In the aftermath of a divorce or separation emotions will be running high and drastic measures taken. It is thus not uncommon to hear of former spouses or partners locking each other out of the house each believing that they have the right to do so.
Before a spouse or partner can change the locks on the house to exclude the other, he needs first to think about the legal consequences of his action. The issue in this matter is whether a spouse/partner has the legal right to change the locks on the house and lock out his former spouse.
It is not so easy to find a legal basis for locking out one’s former spouse/partner. It must be remembered that matrimonial properties are jointly owned. This is regardless if the house is under one spouse’s/partner’s name. The situation might be that while one has the right to change the locks on the house, the other has the equal right to get a locksmith and have the house unlocked.
Until decided in a property settlement, all assets during the marriage or relationship are co-owned. Thus, until so declared by the Court or by agreement between the parties there can be yet no exclusive occupancy over the house.

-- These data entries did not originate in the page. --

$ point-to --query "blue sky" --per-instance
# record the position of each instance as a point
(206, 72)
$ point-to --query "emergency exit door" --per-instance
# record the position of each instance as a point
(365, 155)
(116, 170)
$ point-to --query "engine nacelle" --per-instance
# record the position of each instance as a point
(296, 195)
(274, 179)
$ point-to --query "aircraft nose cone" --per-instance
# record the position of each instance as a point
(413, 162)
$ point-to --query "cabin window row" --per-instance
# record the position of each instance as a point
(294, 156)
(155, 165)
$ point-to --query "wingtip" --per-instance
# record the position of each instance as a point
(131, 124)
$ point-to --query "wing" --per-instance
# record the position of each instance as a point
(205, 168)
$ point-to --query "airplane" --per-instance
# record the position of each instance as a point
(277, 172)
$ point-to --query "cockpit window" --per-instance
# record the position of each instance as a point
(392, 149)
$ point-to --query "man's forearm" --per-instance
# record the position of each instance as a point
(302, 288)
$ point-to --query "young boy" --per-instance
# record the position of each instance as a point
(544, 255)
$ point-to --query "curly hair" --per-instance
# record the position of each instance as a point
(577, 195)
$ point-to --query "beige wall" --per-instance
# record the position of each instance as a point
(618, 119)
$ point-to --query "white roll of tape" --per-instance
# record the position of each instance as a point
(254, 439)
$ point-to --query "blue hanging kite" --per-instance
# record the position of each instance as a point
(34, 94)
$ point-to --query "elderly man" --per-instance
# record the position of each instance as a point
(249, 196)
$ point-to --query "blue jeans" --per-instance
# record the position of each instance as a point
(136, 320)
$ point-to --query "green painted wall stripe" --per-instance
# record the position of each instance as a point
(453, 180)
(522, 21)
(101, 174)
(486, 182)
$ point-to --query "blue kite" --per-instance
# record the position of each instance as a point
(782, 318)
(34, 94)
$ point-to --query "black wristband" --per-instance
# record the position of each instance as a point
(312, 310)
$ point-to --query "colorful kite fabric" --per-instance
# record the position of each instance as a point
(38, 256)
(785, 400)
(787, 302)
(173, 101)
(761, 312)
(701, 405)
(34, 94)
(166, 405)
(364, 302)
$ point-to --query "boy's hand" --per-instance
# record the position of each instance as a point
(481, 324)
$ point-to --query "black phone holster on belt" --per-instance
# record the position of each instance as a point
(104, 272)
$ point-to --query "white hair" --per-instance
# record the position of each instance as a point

So it is possible for one party to petition the court for an order awarding exclusive occupancy of the house. Another possible arrangement that the parties can consider pending their property settlement case or divorce is to ask the court for an order that will allow them to have alternate occupancy of the house. However, the trend is that whoever has the primary care of the children will be awarded the occupancy of the house to the exclusion of the other party.
It is a slightly different story if one party voluntarily moves out of the house and transfers residence. In this situation, the party who is left in the house can change the locks for purposes of privacy and safety.